Tuesday, July 29, 2008

He's (not) an architect and such a lovey guy



Via The Quietus (again) you can download the estimable Jarvis Cocker's excellent Guide to Sheffield, but only for the next few days.

Friday, July 25, 2008

The Village That Died For Derbyshire


This photograph is taken from a BBC film about Ladybower reservoir made in the 1960's and on show here. The reservoir was formed in 1943 by flooding the Derwent Valley in Derbyshire, including the two villages of Derwent and Ashopton. The church spire of Derwent could be seen when the water level was low. Unfortunately it was later demolished destroying the fabulous surreality of it looming out of the water.
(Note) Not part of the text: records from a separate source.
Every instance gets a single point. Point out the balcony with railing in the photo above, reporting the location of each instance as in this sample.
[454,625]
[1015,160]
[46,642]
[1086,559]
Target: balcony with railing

It's a disquieting picture, an eerie combination of utilitarian infrastructure and apocalyptic imagery. It has the absurd quality of a fake, like those photographs of fairies and ghosts beloved of the Victorians. Perhaps it even is a fake, although the church tower was genuinely there.

A number of villages were flooded as a result of the need for water supply in cities likes Derby and Sheffield and Ladybower is one of three in the Derwent Valley alone. As a child I remember a story of one near the village where my parents lived when they were first married which had subsequently been drained leaving the remains of the village once more visible.

This process was like a 20th century version of emparking, the removal of unsightly villages by 18th century landowners as they sought to sculpt the countryside around their houses into three dimensional versions of classical paintings. The remains of these abandoned villages were co-opted into this vision as romantic grottos and ruined cottages.

At Ladybower though the reason behind these dramatic spatial transformations of landscape was ostensibly benevolent although its results were no less violent. Indeed, in a strange reversal of this history the stately home of Derwent Hall was also flooded. Its remains are still visible during low water levels so that it has become its own romantic ruin.



The resulting reservoirs are a hybrid of nature and machine, hugely impressive feats of engineering disguised as natural lakes, their water towers and viaducts rendered as medieval castles and Palladian bridges. The same surreal mix of futurism and picturesque fantasy that occurred in Victorian structures like Tower Bridge and in the science fiction fantasies of Jules Verne.

Looking at early photographs of the reservoir infrastructure, the elegant gates and stone balustrades are like the entrance to the landscaped garden of a stately home. But the home itself is no longer there and lies in fact in ruins on the water bed. The landscape and its villages has been dramatically reconfugured not as a result of the aesthetics of 18th century painting but the abstract dynamics of 20th water supply.